I suppose I'm still in work mode I woke at 5.30 when my alarm was going off somewhere else. Chrissy was still holding on to me I wriggled into her hoping for a bit more of last night's fun.
She opened her eyes. Smiled and said, "you haven't asked me to marry you yet".
"Will you?"
"Yes, yes I will on condition I can spank you every day!"
"Kevin?"
"Yes, love,"
"Have you woken me up hoping for a fuck? Be honest, I won't change my mind."
"Er, yes I said, a bit shame-faced I'd been seen through."
"You don't know too much about your own body do you?"
"Why". was the best answer I could come up with."
"When I had you up the bum to finish off last night I emptied the tank sweetheart. If you have a stiffy go for a piss, that's all it is. I doubt you will make enough to stain my stockings by tonight."
"But!"
She laughed. "I'll prove it to you!"
After 5 minutes sucking, wanking nibbling and biting I hadn't got hard. I was aghast.
"Don't worry, It's temporary."
"What time is it,"
"Gone six," I said.
"SIX, you woke me up for a fucking poke at six in the bloody morning. Fuck off and let me sleep. If you wake me again before eight unless the house is burning down I'll cut your balls off."
"What about breakfast."
I told you I don't fucking cook. There's a cafe opposite the pub, Go."
She snatched the duvet, wrapped herself up in it, and peeped out of the little hole she had left to breathe, "are you still here?"
I grabbed my clothes and left the future Mrs Baily in her pit. The cafe as it happens is excellent. As I walked in Guy was sitting alone at a table.
You escaped then Nobby. I wondered if she would eat you alive. Only bits I said. "She is some woman. If I thought I had a chance she could undo all my mummy's knitting."
"Pardon!"
The old joke you silly sod. "
Eh!"
"My mummy made me a homosexual if I get her the wool!"
The penny dropped with a clatter. "Oh yeh. Will, she knit me one?"
"You got it Nobby."
"What's with the Nobby?"
"Like it or not mate, after last night's fragrant infraction of the public decency laws in my Boozer, the lanes, now call you Nobby."
"I pissed her off Guy."
"How so."
"I woke her up at six."
"I've never seen her without the sun up," said Guy. "I thought she was a vampire."
"She told me to fuck off and go. I wasn't sure if he was serious."
"Listen Kev, you don't mind Kev do you."
"Guy the world, apart from my mum and Chrissy calls me Kev."
"The Lanes" mate, the lanes call you Nobby now."
Guy,"
"Yes,"
"The Lanes?"
"It's this area of Brighton buddy, It's called The Lanes." Two gigantic breakfasts were placed in front of us. "Thanks, Lil," said Guy. "Lil, this is Nobby, Nobby this is Lill of Lilly's Cafe the best cafe in Brighton."
"Is this the fellah everyone is talking about? The Ice Maiden's new squeeze?"
"He ain't a new one Lill. He broke her little schoolgirl's heart and turned her into the ice maiden years ago. He's back, and trust me Lil the ice has melted."
"Yeh I hear he has a special ice-melting probe."
"Oh for fuck sake you two there is a bit more to me than a big cock."
"Kev, I'm going to be serious," said Guy. "Make the most of it it doesn't happen very often.
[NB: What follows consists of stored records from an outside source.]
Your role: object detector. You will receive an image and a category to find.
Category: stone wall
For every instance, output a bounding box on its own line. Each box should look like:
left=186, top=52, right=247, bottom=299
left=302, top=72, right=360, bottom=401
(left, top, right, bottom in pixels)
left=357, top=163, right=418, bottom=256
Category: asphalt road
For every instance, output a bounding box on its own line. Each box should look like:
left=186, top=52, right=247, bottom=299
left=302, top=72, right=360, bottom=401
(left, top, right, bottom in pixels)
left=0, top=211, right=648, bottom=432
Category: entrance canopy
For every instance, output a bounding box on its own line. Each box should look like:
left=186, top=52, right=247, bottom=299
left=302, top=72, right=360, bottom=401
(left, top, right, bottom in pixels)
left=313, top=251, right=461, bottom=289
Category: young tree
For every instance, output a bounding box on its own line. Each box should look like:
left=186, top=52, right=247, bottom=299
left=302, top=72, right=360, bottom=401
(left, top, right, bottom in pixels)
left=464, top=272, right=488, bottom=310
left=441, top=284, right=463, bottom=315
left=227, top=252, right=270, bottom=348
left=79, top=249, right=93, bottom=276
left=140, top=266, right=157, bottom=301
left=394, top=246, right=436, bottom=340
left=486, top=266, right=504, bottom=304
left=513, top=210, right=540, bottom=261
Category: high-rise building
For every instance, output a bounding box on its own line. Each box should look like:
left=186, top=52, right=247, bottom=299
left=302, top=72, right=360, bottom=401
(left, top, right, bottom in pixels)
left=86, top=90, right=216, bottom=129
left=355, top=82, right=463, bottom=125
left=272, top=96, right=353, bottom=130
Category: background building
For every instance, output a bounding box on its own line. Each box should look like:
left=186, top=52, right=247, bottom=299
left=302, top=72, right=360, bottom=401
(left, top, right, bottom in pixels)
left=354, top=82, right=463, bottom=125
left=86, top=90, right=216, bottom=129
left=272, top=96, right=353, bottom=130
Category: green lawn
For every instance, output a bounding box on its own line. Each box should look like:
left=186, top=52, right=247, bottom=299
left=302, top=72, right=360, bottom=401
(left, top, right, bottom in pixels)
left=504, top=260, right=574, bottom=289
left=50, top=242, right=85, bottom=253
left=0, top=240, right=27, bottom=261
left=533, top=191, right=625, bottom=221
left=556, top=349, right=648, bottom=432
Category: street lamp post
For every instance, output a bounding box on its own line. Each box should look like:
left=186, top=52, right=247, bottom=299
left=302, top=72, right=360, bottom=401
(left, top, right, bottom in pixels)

Most everyone in the lanes is a bit broken. You broke my best friend and my keeper. I hope you are back to fix her. She doesn't deserve any more shit in her life."
"They don't come more broken than us knobby. Lil there, she cooks mean breakfasts and lunches, you will never see her in my place cos she is an alcoholic. We are all a bit broke ain't we Lilly? Lilly nodded.
Guy, went on." We get by not taking anything seriously. Don't fuck us all up by hurting one of our number, least of all her, she is the best one here. Don't make us worry that something we say will upset you. We can't afford that."
"Sorry Guy I'll try and do better."
"You're doing OK mate. I just wanted to tell you how much most of us feel about her."
Somehow the breakfasts had disappeared. "I've got to get back mate," said Guy. "Sorry to go on but we all love her and I needed to pretend I'm her big brother. Guy gave me a funny look, do you want to prove to her you are hers?"
"Is there a way buddy?"
"Maybe, but I got to get my skates on, Upstairs is booked this afternoon I need to be sure it's shipshape."